石川 輪島 孤立状態から避難した後 初めて区長が地元集落に

能登半島地震で一時、孤立していた石川県輪島市の山あいの集落に、4日、市外で避難生活を続けている区長が初めて戻り、復旧に向けた準備を進めています。

輪島市上山町は地震で集落に通じる道路が寸断され、電気や通信も途絶えて、40人ほどが一時、孤立しました。

区長の住吉一好さんはおよそ2週間、孤立した集落で過ごしましたが、先月17日に救助に来たヘリコプターで集落を離れ、現在は白山市の体育館で、ほかの住民とともに避難生活を続けています。

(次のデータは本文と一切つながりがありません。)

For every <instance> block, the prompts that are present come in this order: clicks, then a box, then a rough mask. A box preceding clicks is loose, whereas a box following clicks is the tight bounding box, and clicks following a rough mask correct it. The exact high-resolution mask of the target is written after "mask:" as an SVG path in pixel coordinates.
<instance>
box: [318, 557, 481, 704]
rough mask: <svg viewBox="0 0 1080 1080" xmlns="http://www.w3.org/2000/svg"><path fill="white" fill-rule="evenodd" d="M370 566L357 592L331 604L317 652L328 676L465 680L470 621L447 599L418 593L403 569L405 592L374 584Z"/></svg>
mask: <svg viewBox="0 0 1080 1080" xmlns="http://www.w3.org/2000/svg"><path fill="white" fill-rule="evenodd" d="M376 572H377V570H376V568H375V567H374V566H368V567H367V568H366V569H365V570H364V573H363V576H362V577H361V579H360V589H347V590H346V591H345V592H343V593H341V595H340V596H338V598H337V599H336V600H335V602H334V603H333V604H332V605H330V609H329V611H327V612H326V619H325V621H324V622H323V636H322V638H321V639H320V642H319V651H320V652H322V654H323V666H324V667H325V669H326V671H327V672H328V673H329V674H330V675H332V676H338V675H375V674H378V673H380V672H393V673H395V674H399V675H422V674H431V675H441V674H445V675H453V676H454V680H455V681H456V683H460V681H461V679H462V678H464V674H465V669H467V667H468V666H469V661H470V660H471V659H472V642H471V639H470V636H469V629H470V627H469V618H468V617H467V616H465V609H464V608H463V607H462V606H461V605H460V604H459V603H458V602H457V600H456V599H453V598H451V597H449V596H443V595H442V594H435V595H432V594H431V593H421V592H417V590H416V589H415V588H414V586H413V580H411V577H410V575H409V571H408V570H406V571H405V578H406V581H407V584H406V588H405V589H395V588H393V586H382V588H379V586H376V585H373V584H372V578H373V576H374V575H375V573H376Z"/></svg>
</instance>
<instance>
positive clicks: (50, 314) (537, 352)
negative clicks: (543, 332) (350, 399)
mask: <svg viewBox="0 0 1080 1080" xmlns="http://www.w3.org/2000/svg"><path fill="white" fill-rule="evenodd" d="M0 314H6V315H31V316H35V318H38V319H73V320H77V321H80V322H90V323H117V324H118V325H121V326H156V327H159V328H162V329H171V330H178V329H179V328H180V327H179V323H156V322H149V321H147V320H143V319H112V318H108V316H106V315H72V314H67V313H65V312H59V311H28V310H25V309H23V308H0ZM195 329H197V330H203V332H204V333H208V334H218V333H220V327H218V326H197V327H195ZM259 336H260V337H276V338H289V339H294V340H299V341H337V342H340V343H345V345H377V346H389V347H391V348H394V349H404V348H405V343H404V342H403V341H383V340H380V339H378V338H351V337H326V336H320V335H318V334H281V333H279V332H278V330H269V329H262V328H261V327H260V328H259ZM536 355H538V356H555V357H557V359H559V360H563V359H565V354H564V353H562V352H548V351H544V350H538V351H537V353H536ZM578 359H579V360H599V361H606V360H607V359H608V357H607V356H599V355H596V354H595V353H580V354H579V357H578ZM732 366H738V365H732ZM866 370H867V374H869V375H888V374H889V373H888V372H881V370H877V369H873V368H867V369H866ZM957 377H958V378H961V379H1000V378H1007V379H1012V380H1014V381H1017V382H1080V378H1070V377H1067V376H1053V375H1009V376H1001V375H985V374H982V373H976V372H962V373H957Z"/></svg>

住吉さんは4日、別の場所に住んでいる息子らとともに、知人から借りた車で、避難後初めて、集落に向かいました。

途中、住吉さんは「集落を離れて2週間がたち、雨漏りや小動物が入っていないか心配です。避難所でも皆さん自宅を心配しているので、できるかぎり集落全体の様子も確認したいです」と話していました。

NHKも途中まで同行しましたが、集落の手前で道路は通行止めになっていて、住民に限って通行が許可されていました。

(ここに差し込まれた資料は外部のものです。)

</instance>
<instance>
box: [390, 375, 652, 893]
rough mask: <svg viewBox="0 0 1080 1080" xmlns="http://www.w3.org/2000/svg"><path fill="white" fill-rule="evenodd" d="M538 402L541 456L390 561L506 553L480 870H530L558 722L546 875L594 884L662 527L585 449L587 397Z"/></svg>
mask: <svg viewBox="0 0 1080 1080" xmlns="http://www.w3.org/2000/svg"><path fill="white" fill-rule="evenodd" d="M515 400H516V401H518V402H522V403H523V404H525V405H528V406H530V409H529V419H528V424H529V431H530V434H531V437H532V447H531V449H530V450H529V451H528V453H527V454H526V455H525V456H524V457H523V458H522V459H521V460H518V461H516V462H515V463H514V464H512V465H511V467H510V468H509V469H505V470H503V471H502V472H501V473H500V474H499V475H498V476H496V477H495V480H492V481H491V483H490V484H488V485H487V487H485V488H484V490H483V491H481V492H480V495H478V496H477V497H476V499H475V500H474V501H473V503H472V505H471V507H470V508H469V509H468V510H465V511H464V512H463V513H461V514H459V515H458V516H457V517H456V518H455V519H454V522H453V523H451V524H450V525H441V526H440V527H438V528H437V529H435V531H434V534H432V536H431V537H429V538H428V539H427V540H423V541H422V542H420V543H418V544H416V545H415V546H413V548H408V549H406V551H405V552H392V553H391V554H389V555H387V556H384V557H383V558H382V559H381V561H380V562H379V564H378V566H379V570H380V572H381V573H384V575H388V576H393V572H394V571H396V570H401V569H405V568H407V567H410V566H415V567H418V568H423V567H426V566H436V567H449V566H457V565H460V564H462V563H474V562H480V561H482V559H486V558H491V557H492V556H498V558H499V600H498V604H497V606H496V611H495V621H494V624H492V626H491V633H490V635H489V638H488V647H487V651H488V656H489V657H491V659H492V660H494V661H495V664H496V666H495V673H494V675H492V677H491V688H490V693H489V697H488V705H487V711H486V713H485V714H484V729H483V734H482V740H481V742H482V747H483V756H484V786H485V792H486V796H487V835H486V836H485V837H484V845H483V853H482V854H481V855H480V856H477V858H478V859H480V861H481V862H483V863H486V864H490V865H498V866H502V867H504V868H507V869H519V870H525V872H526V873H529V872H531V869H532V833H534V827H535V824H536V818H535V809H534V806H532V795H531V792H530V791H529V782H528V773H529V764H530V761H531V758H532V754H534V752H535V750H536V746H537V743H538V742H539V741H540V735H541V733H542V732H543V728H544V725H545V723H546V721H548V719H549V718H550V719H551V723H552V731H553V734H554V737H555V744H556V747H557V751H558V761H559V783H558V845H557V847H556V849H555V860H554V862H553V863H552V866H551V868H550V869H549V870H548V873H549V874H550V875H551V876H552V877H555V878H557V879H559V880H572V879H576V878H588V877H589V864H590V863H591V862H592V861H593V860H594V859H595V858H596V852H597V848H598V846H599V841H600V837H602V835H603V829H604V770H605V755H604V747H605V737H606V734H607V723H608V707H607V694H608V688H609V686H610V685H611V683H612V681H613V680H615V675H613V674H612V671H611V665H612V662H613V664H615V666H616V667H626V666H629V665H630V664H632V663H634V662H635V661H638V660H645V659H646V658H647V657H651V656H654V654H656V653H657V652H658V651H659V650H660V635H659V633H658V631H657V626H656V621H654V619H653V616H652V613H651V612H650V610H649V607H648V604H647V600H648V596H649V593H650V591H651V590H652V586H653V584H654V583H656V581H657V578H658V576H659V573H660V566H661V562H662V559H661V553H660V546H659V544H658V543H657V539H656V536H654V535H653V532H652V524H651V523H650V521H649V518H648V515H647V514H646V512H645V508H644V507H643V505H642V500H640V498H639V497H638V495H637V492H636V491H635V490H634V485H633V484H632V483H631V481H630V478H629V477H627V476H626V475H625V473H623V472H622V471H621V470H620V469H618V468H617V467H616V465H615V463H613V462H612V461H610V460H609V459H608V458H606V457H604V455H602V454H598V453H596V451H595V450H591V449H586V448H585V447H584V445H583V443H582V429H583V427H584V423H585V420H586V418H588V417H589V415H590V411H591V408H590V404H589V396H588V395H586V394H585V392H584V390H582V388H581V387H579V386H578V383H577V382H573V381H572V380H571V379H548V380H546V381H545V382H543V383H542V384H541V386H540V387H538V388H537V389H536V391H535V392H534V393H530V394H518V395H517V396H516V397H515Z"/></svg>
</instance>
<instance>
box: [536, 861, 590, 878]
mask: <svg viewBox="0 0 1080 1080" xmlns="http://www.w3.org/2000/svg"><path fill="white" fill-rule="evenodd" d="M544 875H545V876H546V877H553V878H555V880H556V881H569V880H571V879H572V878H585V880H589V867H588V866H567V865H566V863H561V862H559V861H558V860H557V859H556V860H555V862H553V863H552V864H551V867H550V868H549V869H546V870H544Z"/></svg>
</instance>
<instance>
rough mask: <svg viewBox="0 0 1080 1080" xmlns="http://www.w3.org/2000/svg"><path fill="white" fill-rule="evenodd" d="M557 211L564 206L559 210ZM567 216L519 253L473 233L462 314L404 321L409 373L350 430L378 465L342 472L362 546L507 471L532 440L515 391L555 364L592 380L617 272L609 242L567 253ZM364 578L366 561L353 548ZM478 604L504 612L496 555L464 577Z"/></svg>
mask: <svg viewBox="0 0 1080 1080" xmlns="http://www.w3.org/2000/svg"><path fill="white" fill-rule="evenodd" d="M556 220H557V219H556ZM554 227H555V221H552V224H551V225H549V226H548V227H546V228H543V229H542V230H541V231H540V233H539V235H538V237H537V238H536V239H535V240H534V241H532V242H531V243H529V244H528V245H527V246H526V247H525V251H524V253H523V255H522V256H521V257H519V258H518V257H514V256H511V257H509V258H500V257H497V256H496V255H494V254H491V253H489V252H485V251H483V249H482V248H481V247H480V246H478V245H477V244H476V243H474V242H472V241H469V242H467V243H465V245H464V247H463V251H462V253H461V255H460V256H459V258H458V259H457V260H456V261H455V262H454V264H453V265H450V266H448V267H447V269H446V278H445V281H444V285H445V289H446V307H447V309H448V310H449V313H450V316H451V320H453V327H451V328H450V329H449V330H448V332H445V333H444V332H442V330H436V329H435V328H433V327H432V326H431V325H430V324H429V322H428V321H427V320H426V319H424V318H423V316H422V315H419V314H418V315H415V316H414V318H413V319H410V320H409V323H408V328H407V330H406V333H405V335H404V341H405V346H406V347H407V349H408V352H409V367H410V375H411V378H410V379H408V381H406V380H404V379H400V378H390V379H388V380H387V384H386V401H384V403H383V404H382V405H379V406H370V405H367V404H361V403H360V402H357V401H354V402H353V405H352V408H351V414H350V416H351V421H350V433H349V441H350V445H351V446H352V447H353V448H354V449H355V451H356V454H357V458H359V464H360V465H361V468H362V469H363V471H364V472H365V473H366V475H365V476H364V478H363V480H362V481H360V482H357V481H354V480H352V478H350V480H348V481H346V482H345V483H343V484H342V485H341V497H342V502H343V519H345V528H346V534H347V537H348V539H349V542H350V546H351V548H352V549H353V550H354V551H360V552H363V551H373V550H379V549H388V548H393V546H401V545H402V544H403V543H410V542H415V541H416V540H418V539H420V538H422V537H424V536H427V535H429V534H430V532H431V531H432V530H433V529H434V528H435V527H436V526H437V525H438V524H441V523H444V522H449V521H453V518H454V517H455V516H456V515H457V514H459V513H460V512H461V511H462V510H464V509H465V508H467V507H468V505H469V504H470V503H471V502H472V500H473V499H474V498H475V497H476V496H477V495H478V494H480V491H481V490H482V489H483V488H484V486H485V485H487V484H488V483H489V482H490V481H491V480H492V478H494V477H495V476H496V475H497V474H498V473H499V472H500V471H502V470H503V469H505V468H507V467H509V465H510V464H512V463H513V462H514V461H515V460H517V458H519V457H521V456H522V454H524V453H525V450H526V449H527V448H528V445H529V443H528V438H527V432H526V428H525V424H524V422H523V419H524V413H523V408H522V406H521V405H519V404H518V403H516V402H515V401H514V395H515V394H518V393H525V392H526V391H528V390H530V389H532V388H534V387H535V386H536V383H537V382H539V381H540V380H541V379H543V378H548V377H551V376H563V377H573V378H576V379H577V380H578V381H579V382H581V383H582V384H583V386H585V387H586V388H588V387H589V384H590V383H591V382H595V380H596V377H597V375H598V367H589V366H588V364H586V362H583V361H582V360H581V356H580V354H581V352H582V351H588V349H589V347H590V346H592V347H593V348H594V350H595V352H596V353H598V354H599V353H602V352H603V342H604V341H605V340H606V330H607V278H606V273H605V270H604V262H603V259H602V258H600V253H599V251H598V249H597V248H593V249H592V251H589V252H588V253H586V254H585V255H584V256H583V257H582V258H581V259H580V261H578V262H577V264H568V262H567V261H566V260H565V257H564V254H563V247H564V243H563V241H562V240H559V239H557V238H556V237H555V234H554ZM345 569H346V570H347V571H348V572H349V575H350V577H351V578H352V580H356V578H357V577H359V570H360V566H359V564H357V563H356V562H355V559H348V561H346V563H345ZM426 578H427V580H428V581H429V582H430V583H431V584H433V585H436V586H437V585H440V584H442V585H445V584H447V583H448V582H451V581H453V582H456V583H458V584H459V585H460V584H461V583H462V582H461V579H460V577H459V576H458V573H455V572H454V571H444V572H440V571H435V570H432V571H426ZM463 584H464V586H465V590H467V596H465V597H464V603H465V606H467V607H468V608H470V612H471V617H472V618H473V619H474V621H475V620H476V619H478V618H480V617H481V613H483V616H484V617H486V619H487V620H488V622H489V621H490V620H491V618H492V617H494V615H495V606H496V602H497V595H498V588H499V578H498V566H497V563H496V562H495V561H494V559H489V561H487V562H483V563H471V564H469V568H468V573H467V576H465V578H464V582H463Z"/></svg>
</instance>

午後、集落から出てきた息子の幸生さんによりますと、その先の道路には警察官がいて住民かどうか確認していたほか、土砂崩れのおそれがある道路もあり、いつもの倍近く時間がかかったということです。

集落に入ると警察官がパトロールにあたっていて、住吉さんのほかにも近所の人が自宅に置いたままになっていた車を取りに来ていたということです。

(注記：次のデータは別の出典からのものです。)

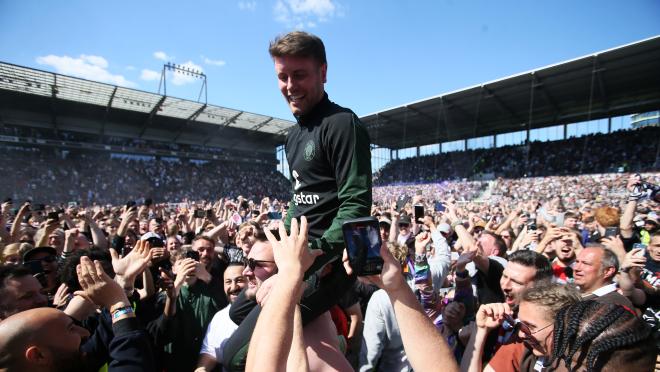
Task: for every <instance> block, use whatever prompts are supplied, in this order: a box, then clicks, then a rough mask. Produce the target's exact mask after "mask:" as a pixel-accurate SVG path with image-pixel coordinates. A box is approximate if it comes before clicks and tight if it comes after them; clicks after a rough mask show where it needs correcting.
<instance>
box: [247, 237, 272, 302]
mask: <svg viewBox="0 0 660 372" xmlns="http://www.w3.org/2000/svg"><path fill="white" fill-rule="evenodd" d="M248 258H252V259H254V260H259V261H275V259H274V258H273V247H272V245H271V244H270V243H268V242H259V241H258V242H256V243H254V245H253V246H252V250H250V254H249V255H248ZM276 272H277V267H276V266H275V264H274V263H261V264H258V265H257V266H255V268H254V270H252V269H250V267H249V266H246V267H245V270H243V275H245V279H246V280H247V287H248V289H247V292H246V293H245V294H246V296H247V298H250V299H254V298H256V296H257V290H258V289H259V287H261V284H262V283H263V282H264V281H265V280H266V279H268V278H270V277H271V276H272V275H273V274H275V273H276Z"/></svg>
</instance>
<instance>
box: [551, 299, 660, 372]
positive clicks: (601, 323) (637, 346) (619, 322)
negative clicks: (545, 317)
mask: <svg viewBox="0 0 660 372" xmlns="http://www.w3.org/2000/svg"><path fill="white" fill-rule="evenodd" d="M654 347H655V343H654V342H652V330H651V329H650V328H649V327H648V326H646V324H644V322H643V321H641V320H640V319H639V318H637V317H636V316H635V315H634V314H633V313H632V311H631V310H630V309H627V308H625V307H623V306H618V305H612V304H602V303H598V302H595V301H581V302H578V303H576V304H573V305H570V306H567V307H565V308H563V309H561V310H560V311H559V312H558V313H557V316H556V318H555V329H554V337H553V348H552V356H551V358H550V361H549V362H548V364H547V365H552V364H553V363H557V364H558V363H559V362H561V361H563V362H564V364H565V365H566V368H567V369H568V371H569V372H572V371H575V370H577V368H578V367H580V366H581V365H582V364H583V363H584V362H585V361H586V367H587V371H588V372H591V371H600V370H602V369H604V368H607V369H612V370H614V369H616V368H622V367H624V366H625V367H627V368H630V365H631V363H633V364H635V365H636V366H639V368H640V369H633V370H651V369H653V365H654V363H655V350H654ZM578 351H579V353H578ZM576 357H577V358H576ZM644 366H646V367H644Z"/></svg>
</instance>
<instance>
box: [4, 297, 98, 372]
mask: <svg viewBox="0 0 660 372" xmlns="http://www.w3.org/2000/svg"><path fill="white" fill-rule="evenodd" d="M86 337H89V332H87V331H86V330H85V329H84V328H81V327H78V326H76V325H75V324H73V320H72V319H71V318H69V317H68V316H67V315H66V314H64V313H63V312H61V311H59V310H55V309H52V308H38V309H31V310H26V311H23V312H20V313H18V314H15V315H12V316H10V317H8V318H6V319H4V320H3V321H2V322H0V370H3V371H18V370H28V369H29V370H30V371H40V370H49V371H60V370H63V369H64V368H68V367H70V366H71V364H70V363H76V364H77V365H81V363H80V361H79V359H80V352H79V350H80V343H81V341H82V339H83V338H86ZM74 365H75V364H74Z"/></svg>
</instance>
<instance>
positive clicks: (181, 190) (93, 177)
mask: <svg viewBox="0 0 660 372" xmlns="http://www.w3.org/2000/svg"><path fill="white" fill-rule="evenodd" d="M0 155H1V156H2V158H3V159H4V164H5V166H4V167H3V170H4V171H5V177H4V179H3V182H2V183H0V195H5V196H6V197H10V198H12V199H14V200H31V201H33V202H34V203H35V204H44V203H46V204H60V203H63V204H68V203H70V202H75V203H84V204H86V205H90V204H115V205H117V204H122V203H126V201H127V200H136V199H138V198H141V197H145V195H146V196H147V197H152V198H153V199H158V200H165V201H168V202H172V203H174V202H181V201H183V200H184V199H208V200H211V199H214V198H218V197H220V196H230V197H238V194H237V192H241V193H244V196H245V197H249V198H252V199H261V198H263V197H265V196H272V197H277V198H283V197H285V196H287V195H289V194H290V191H289V181H288V180H287V179H286V177H284V176H283V175H282V174H281V173H280V172H277V171H276V170H275V169H273V168H274V167H273V166H272V165H271V166H269V165H266V164H257V163H239V162H229V161H221V160H213V161H197V162H193V161H190V160H187V159H178V160H174V161H173V160H166V159H155V158H150V157H139V156H134V157H113V156H112V155H111V154H110V153H107V152H81V151H75V150H71V151H61V150H55V149H53V148H36V147H28V148H22V147H21V148H16V147H12V148H7V147H5V148H0ZM253 180H258V181H259V182H253Z"/></svg>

住吉さんの自宅は大きく傾き、修理しないと住めない状態で、4日は納屋の屋根を確認したり、冷蔵庫に残って傷んだ食材を片づけたりしたということです。

電気や通信は依然として途絶えています。

区長の住吉さんは4日は集落に泊まり、被害状況の確認や復旧作業の準備を進めるということです。

息子の幸生さんは「今の状況では片づけに行くのも大変で、何も助けてあげられません。父は区長の立場もありますが、無理はしないでほしいです」と話していました。